Methods: We conducted 18 semi-structured interviews of publicly insured patients who engaged in CSC between 2019-2024 who had at least one 90 day gap in treatment and re-engaged in care. Semi-structured interviews explored treatment disengagement factors, with specific prompts. Analysis used an inductive thematic approach with a codebook iteratively refined from the first three transcripts. Coding was triple-checked, with discrepancies resolved by consensus. We examined themes across three phases of care: initial engagement, disengagement, and re-engagement.

Results: Seventeen initial themes were refined to 13, validated by an independent auditor. Themes varied across phases of treatment engagement. Participants often described early care as disempowering, with several feeling distrustful of providers due to “feeling like a guinea pig.” Lack of perceived need for treatment and structural barriers (e.g., transportation) were common factors related to CSC disengagement. Family, social supports, and provider rapport were pivotal for re-engagement in care.
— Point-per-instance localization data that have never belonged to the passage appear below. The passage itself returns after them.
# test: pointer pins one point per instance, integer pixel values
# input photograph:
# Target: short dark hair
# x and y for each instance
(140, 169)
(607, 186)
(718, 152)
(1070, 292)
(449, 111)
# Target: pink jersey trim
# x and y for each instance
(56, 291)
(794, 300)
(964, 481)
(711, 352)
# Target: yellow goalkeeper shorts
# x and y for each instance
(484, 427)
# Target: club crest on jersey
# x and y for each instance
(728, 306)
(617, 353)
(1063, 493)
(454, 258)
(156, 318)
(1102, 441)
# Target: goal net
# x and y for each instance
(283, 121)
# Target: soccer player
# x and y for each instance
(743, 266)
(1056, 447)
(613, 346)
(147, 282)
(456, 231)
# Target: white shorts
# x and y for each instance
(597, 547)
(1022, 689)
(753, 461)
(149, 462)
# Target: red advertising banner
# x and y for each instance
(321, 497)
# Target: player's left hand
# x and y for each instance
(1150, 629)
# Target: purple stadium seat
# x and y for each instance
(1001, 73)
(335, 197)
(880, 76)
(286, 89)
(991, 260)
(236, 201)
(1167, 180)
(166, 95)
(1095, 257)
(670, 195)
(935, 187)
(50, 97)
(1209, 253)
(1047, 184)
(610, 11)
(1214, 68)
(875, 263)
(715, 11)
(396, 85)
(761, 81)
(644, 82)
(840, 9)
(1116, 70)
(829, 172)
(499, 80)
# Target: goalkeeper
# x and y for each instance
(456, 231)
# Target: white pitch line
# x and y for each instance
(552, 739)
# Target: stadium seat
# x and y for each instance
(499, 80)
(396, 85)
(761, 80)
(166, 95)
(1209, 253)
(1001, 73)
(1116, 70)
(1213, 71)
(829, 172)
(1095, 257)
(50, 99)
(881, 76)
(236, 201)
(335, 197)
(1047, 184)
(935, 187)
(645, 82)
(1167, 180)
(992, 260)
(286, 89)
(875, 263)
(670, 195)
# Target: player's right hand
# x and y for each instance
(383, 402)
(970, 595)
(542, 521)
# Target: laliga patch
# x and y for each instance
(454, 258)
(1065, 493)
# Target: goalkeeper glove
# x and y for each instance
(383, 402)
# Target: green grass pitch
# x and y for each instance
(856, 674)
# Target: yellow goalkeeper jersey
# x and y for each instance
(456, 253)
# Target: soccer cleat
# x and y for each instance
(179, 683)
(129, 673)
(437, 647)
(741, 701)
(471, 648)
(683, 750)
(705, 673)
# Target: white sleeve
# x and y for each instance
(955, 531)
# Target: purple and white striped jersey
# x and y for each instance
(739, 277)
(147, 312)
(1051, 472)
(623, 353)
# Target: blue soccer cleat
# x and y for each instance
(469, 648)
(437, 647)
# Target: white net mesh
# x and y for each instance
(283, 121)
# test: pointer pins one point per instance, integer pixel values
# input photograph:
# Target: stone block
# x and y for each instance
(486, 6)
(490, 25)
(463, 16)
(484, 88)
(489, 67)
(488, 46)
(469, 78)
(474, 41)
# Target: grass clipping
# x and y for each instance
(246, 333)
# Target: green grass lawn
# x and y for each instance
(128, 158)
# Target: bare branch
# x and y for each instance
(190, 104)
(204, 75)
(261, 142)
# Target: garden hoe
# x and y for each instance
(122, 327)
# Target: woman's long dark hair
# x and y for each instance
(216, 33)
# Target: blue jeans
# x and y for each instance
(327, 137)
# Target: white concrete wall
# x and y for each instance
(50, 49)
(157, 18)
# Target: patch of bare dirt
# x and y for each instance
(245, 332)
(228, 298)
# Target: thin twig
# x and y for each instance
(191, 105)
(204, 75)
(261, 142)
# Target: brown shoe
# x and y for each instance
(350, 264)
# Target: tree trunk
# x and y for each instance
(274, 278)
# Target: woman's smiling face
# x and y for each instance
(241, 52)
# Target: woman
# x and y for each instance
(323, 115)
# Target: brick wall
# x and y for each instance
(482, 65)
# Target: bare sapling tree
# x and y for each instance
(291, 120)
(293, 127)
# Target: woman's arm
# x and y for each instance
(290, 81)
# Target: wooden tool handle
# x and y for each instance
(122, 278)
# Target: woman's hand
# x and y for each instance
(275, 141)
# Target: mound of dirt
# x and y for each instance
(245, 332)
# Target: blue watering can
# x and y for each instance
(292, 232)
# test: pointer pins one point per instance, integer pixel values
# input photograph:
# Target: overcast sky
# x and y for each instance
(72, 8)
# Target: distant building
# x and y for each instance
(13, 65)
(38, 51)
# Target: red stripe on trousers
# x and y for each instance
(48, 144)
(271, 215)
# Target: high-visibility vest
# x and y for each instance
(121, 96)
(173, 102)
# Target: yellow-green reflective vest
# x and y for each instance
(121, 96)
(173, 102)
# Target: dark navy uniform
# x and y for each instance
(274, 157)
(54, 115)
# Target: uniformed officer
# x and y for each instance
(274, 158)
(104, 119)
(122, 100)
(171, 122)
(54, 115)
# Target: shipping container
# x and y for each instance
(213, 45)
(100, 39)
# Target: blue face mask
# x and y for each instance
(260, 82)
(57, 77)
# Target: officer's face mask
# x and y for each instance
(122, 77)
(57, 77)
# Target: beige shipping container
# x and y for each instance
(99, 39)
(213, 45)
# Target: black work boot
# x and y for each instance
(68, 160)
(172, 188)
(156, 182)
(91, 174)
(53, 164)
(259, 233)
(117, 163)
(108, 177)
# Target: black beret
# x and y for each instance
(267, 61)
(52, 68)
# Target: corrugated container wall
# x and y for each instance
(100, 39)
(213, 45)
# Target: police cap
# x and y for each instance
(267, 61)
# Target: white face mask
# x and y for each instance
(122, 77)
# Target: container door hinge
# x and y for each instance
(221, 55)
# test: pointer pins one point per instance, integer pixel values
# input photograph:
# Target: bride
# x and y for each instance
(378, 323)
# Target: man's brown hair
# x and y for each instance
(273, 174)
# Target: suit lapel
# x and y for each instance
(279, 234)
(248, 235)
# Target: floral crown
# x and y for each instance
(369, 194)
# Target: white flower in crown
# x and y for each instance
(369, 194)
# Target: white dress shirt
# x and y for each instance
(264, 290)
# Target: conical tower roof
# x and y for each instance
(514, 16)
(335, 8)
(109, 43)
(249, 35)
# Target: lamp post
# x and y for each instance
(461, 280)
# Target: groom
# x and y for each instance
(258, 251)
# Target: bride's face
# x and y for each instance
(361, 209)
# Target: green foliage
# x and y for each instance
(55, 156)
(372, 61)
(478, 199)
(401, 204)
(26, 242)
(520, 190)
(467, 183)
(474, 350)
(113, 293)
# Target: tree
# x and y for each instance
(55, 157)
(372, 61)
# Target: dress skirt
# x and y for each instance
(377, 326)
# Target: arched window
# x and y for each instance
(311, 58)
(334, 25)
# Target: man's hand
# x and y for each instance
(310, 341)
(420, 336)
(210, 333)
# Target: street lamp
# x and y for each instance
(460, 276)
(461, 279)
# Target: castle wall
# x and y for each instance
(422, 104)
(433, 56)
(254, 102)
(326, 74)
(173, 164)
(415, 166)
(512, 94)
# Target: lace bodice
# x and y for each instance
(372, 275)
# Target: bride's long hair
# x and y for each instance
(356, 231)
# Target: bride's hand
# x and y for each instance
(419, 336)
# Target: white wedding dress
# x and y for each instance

Patients suggested community-building (e.g., social gatherings), integration of spiritual leaders into care, enhanced transparency in clinical decision making as strategies to promote sustained engagement in care for their peers.

Conclusion: For individuals with psychosis, early mistrust, =dehumanizing treatment experiences, and structural barriers contribute to disengagement from care. Programs can reduce dropout by improving access, embedding trauma-informed, recovery-oriented care, and fostering consistent, supportive provider relationships to rebuild trust and sustain engagement.